Transisi di Tengah Tekanan Politik
Starmer menjanjikan proses pengalihan kekuasaan yang teratur. Namun, Partai Buruh belum mengumumkan jadwal lengkap pemilihan ketua baru maupun tanggal pasti pergantian perdana menteri.
Perhatian kini mengarah kepada Andy Burnham, politikus Partai Buruh yang baru memenangkan pemilu sela di daerah pemilihan Makerfield pada 18 Juni.
Kemenangan itu mengembalikan Burnham ke parlemen dan membuka peluangnya untuk bersaing dalam perebutan kepemimpinan Partai Buruh.

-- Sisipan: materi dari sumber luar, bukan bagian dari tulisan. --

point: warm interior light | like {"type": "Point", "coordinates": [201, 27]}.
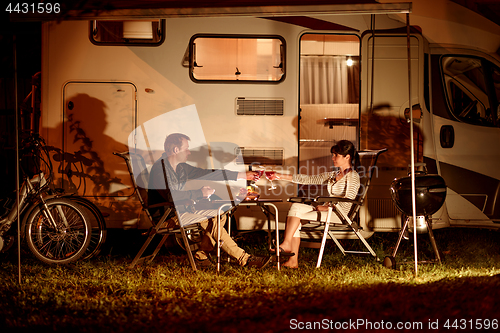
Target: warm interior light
{"type": "Point", "coordinates": [138, 29]}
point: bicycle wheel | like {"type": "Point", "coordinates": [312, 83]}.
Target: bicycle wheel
{"type": "Point", "coordinates": [99, 231]}
{"type": "Point", "coordinates": [63, 243]}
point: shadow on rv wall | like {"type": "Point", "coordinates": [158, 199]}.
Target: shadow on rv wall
{"type": "Point", "coordinates": [379, 129]}
{"type": "Point", "coordinates": [83, 159]}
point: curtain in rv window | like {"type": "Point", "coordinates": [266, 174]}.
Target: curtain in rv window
{"type": "Point", "coordinates": [473, 89]}
{"type": "Point", "coordinates": [237, 58]}
{"type": "Point", "coordinates": [128, 32]}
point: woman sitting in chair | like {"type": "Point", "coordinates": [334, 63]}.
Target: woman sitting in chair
{"type": "Point", "coordinates": [344, 182]}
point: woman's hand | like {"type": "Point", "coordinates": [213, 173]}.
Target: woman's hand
{"type": "Point", "coordinates": [321, 208]}
{"type": "Point", "coordinates": [207, 191]}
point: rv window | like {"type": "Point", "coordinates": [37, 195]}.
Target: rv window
{"type": "Point", "coordinates": [472, 89]}
{"type": "Point", "coordinates": [130, 32]}
{"type": "Point", "coordinates": [237, 58]}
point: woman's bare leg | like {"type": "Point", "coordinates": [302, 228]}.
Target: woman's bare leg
{"type": "Point", "coordinates": [290, 243]}
{"type": "Point", "coordinates": [293, 262]}
{"type": "Point", "coordinates": [292, 224]}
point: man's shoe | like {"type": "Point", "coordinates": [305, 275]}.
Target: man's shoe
{"type": "Point", "coordinates": [258, 262]}
{"type": "Point", "coordinates": [203, 262]}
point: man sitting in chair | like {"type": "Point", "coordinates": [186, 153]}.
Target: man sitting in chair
{"type": "Point", "coordinates": [343, 182]}
{"type": "Point", "coordinates": [178, 172]}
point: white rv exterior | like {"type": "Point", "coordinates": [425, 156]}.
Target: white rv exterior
{"type": "Point", "coordinates": [94, 96]}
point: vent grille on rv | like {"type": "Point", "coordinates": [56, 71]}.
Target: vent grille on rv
{"type": "Point", "coordinates": [259, 107]}
{"type": "Point", "coordinates": [260, 156]}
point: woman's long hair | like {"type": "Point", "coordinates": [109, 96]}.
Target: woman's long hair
{"type": "Point", "coordinates": [344, 148]}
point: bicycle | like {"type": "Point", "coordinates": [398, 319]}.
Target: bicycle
{"type": "Point", "coordinates": [57, 228]}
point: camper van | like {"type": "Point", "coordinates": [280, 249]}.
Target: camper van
{"type": "Point", "coordinates": [283, 84]}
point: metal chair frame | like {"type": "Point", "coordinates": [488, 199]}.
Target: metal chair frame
{"type": "Point", "coordinates": [162, 227]}
{"type": "Point", "coordinates": [348, 221]}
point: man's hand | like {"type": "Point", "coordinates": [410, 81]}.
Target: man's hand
{"type": "Point", "coordinates": [249, 175]}
{"type": "Point", "coordinates": [207, 191]}
{"type": "Point", "coordinates": [321, 208]}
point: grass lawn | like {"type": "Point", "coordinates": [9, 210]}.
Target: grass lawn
{"type": "Point", "coordinates": [349, 293]}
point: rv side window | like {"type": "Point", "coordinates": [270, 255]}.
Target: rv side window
{"type": "Point", "coordinates": [472, 88]}
{"type": "Point", "coordinates": [129, 32]}
{"type": "Point", "coordinates": [237, 58]}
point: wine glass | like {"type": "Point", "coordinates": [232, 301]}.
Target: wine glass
{"type": "Point", "coordinates": [269, 175]}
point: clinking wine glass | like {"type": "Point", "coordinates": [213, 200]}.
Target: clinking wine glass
{"type": "Point", "coordinates": [269, 176]}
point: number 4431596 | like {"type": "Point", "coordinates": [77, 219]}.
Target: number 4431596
{"type": "Point", "coordinates": [33, 8]}
{"type": "Point", "coordinates": [471, 324]}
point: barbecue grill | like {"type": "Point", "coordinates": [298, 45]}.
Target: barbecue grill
{"type": "Point", "coordinates": [430, 193]}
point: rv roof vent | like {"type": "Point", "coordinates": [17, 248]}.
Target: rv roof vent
{"type": "Point", "coordinates": [260, 156]}
{"type": "Point", "coordinates": [259, 106]}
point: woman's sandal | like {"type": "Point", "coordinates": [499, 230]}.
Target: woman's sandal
{"type": "Point", "coordinates": [283, 253]}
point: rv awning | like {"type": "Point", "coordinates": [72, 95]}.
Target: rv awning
{"type": "Point", "coordinates": [109, 10]}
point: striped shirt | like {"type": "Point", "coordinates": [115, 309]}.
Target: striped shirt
{"type": "Point", "coordinates": [346, 187]}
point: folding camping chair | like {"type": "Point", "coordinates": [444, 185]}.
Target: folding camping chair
{"type": "Point", "coordinates": [368, 160]}
{"type": "Point", "coordinates": [167, 225]}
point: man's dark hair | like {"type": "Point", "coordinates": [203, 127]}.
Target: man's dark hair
{"type": "Point", "coordinates": [174, 140]}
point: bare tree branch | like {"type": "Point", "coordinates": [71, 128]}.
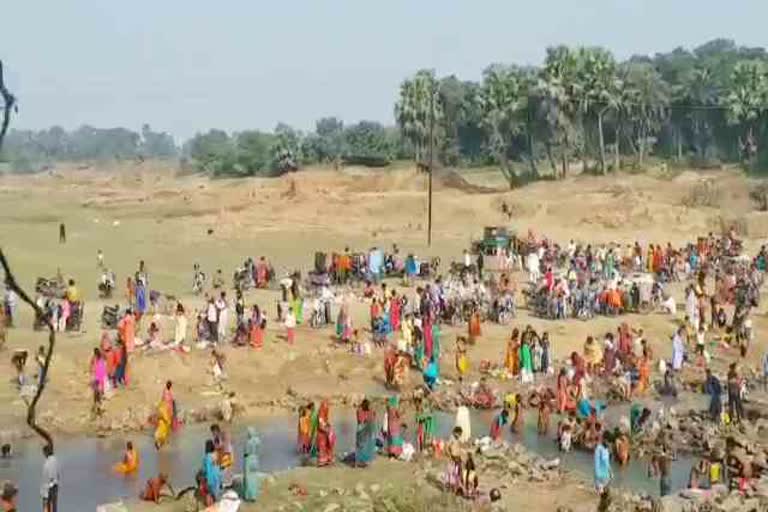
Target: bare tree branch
{"type": "Point", "coordinates": [10, 282]}
{"type": "Point", "coordinates": [9, 102]}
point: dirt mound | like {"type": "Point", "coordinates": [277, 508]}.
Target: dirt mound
{"type": "Point", "coordinates": [448, 179]}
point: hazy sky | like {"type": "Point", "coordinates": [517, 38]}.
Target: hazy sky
{"type": "Point", "coordinates": [186, 66]}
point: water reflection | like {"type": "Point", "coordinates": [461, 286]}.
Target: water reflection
{"type": "Point", "coordinates": [88, 479]}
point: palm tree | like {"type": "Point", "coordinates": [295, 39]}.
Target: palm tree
{"type": "Point", "coordinates": [419, 106]}
{"type": "Point", "coordinates": [556, 92]}
{"type": "Point", "coordinates": [746, 100]}
{"type": "Point", "coordinates": [646, 101]}
{"type": "Point", "coordinates": [503, 99]}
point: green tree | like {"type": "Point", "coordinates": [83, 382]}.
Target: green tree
{"type": "Point", "coordinates": [746, 100]}
{"type": "Point", "coordinates": [646, 99]}
{"type": "Point", "coordinates": [419, 110]}
{"type": "Point", "coordinates": [503, 100]}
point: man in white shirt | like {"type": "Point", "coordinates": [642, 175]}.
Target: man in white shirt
{"type": "Point", "coordinates": [49, 487]}
{"type": "Point", "coordinates": [212, 317]}
{"type": "Point", "coordinates": [223, 316]}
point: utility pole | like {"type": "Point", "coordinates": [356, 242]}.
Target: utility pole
{"type": "Point", "coordinates": [431, 162]}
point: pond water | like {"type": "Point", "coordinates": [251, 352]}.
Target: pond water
{"type": "Point", "coordinates": [88, 480]}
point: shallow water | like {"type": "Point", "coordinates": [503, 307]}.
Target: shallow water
{"type": "Point", "coordinates": [88, 479]}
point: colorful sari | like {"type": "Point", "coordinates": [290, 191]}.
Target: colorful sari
{"type": "Point", "coordinates": [304, 437]}
{"type": "Point", "coordinates": [512, 358]}
{"type": "Point", "coordinates": [170, 402]}
{"type": "Point", "coordinates": [365, 437]}
{"type": "Point", "coordinates": [394, 436]}
{"type": "Point", "coordinates": [130, 462]}
{"type": "Point", "coordinates": [163, 428]}
{"type": "Point", "coordinates": [496, 426]}
{"type": "Point", "coordinates": [326, 439]}
{"type": "Point", "coordinates": [394, 313]}
{"type": "Point", "coordinates": [428, 340]}
{"type": "Point", "coordinates": [436, 333]}
{"type": "Point", "coordinates": [212, 474]}
{"type": "Point", "coordinates": [426, 430]}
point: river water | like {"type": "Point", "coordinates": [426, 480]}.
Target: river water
{"type": "Point", "coordinates": [87, 479]}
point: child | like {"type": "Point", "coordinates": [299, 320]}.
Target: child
{"type": "Point", "coordinates": [290, 326]}
{"type": "Point", "coordinates": [470, 481]}
{"type": "Point", "coordinates": [217, 366]}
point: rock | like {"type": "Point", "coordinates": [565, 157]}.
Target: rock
{"type": "Point", "coordinates": [515, 468]}
{"type": "Point", "coordinates": [671, 504]}
{"type": "Point", "coordinates": [732, 503]}
{"type": "Point", "coordinates": [548, 465]}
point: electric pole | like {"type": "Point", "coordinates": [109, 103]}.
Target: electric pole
{"type": "Point", "coordinates": [431, 162]}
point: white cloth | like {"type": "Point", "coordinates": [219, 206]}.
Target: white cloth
{"type": "Point", "coordinates": [180, 332]}
{"type": "Point", "coordinates": [462, 420]}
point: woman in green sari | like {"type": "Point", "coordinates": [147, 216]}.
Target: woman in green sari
{"type": "Point", "coordinates": [427, 426]}
{"type": "Point", "coordinates": [365, 437]}
{"type": "Point", "coordinates": [252, 476]}
{"type": "Point", "coordinates": [436, 333]}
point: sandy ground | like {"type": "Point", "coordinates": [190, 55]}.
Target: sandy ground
{"type": "Point", "coordinates": [141, 212]}
{"type": "Point", "coordinates": [391, 480]}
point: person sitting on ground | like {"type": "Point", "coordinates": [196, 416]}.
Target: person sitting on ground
{"type": "Point", "coordinates": [154, 488]}
{"type": "Point", "coordinates": [130, 463]}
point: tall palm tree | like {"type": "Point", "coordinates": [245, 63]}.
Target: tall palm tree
{"type": "Point", "coordinates": [746, 100]}
{"type": "Point", "coordinates": [502, 100]}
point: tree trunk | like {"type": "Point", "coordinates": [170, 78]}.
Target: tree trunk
{"type": "Point", "coordinates": [531, 151]}
{"type": "Point", "coordinates": [9, 103]}
{"type": "Point", "coordinates": [565, 158]}
{"type": "Point", "coordinates": [602, 140]}
{"type": "Point", "coordinates": [551, 159]}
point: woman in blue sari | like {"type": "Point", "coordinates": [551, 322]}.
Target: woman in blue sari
{"type": "Point", "coordinates": [211, 470]}
{"type": "Point", "coordinates": [365, 438]}
{"type": "Point", "coordinates": [252, 477]}
{"type": "Point", "coordinates": [431, 374]}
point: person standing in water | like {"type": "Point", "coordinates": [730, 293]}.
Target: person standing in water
{"type": "Point", "coordinates": [603, 471]}
{"type": "Point", "coordinates": [49, 487]}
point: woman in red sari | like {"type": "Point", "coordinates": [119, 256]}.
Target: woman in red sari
{"type": "Point", "coordinates": [326, 439]}
{"type": "Point", "coordinates": [428, 344]}
{"type": "Point", "coordinates": [256, 334]}
{"type": "Point", "coordinates": [170, 402]}
{"type": "Point", "coordinates": [394, 311]}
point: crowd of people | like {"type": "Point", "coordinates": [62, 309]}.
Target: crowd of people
{"type": "Point", "coordinates": [406, 327]}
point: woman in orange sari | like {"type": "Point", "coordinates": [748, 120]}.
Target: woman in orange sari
{"type": "Point", "coordinates": [130, 463]}
{"type": "Point", "coordinates": [565, 402]}
{"type": "Point", "coordinates": [474, 326]}
{"type": "Point", "coordinates": [304, 441]}
{"type": "Point", "coordinates": [326, 439]}
{"type": "Point", "coordinates": [644, 375]}
{"type": "Point", "coordinates": [512, 357]}
{"type": "Point", "coordinates": [658, 259]}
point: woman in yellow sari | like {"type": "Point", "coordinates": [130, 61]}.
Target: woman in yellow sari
{"type": "Point", "coordinates": [130, 462]}
{"type": "Point", "coordinates": [512, 357]}
{"type": "Point", "coordinates": [462, 362]}
{"type": "Point", "coordinates": [163, 429]}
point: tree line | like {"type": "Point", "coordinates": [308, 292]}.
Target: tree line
{"type": "Point", "coordinates": [582, 107]}
{"type": "Point", "coordinates": [31, 150]}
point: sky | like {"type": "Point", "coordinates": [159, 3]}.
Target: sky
{"type": "Point", "coordinates": [187, 66]}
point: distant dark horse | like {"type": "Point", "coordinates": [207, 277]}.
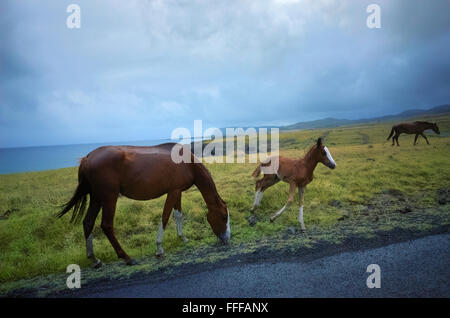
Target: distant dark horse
{"type": "Point", "coordinates": [141, 173]}
{"type": "Point", "coordinates": [417, 127]}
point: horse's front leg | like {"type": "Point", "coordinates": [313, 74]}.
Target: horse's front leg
{"type": "Point", "coordinates": [301, 191]}
{"type": "Point", "coordinates": [171, 200]}
{"type": "Point", "coordinates": [292, 189]}
{"type": "Point", "coordinates": [178, 217]}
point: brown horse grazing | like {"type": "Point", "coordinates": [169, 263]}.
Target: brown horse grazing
{"type": "Point", "coordinates": [297, 172]}
{"type": "Point", "coordinates": [140, 173]}
{"type": "Point", "coordinates": [417, 127]}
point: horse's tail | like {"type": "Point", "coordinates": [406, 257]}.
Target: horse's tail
{"type": "Point", "coordinates": [392, 133]}
{"type": "Point", "coordinates": [79, 198]}
{"type": "Point", "coordinates": [257, 171]}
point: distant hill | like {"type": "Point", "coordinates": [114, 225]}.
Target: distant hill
{"type": "Point", "coordinates": [334, 122]}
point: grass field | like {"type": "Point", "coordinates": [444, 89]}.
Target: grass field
{"type": "Point", "coordinates": [33, 242]}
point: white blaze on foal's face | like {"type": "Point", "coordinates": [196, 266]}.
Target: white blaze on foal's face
{"type": "Point", "coordinates": [331, 164]}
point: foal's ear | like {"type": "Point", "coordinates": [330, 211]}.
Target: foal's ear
{"type": "Point", "coordinates": [319, 142]}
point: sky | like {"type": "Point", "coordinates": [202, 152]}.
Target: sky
{"type": "Point", "coordinates": [136, 70]}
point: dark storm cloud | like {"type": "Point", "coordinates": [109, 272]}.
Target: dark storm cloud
{"type": "Point", "coordinates": [137, 69]}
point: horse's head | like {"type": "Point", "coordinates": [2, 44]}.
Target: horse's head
{"type": "Point", "coordinates": [219, 219]}
{"type": "Point", "coordinates": [436, 129]}
{"type": "Point", "coordinates": [323, 155]}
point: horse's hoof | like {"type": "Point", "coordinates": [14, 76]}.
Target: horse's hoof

Sebelumnya, Burnham dikenal sebagai wali kota Greater Manchester. Ia pernah menjabat menteri dalam pemerintahan Partai Buruh dan memiliki pengalaman panjang dalam politik nasional Inggris.
Pengunduran diri Starmer juga kembali menyoroti tingginya pergantian pemimpin di Inggris dalam satu dekade terakhir.
Pemimpin baru Partai Buruh nantinya hampir pasti akan mengambil alih jabatan perdana menteri, karena partai itu masih memegang mayoritas di parlemen.
Pasar Menanti Arah Pemerintahan Baru
Pasar keuangan Inggris merespons terbatas kabar pengunduran diri Starmer pada perdagangan Senin.
Namun, pergantian kepemimpinan tetap memunculkan pertanyaan tentang arah kebijakan ekonomi pemerintah berikutnya, terutama menyangkut belanja publik, pajak, utang negara, dan upaya menghidupkan pertumbuhan ekonomi.
Partai Buruh kini menghadapi pekerjaan ganda: memilih pemimpin baru tanpa memperpanjang ketidakpastian politik, sekaligus memulihkan kepercayaan pemilih yang menurun setelah hampir dua tahun masa pemerintahan Starmer.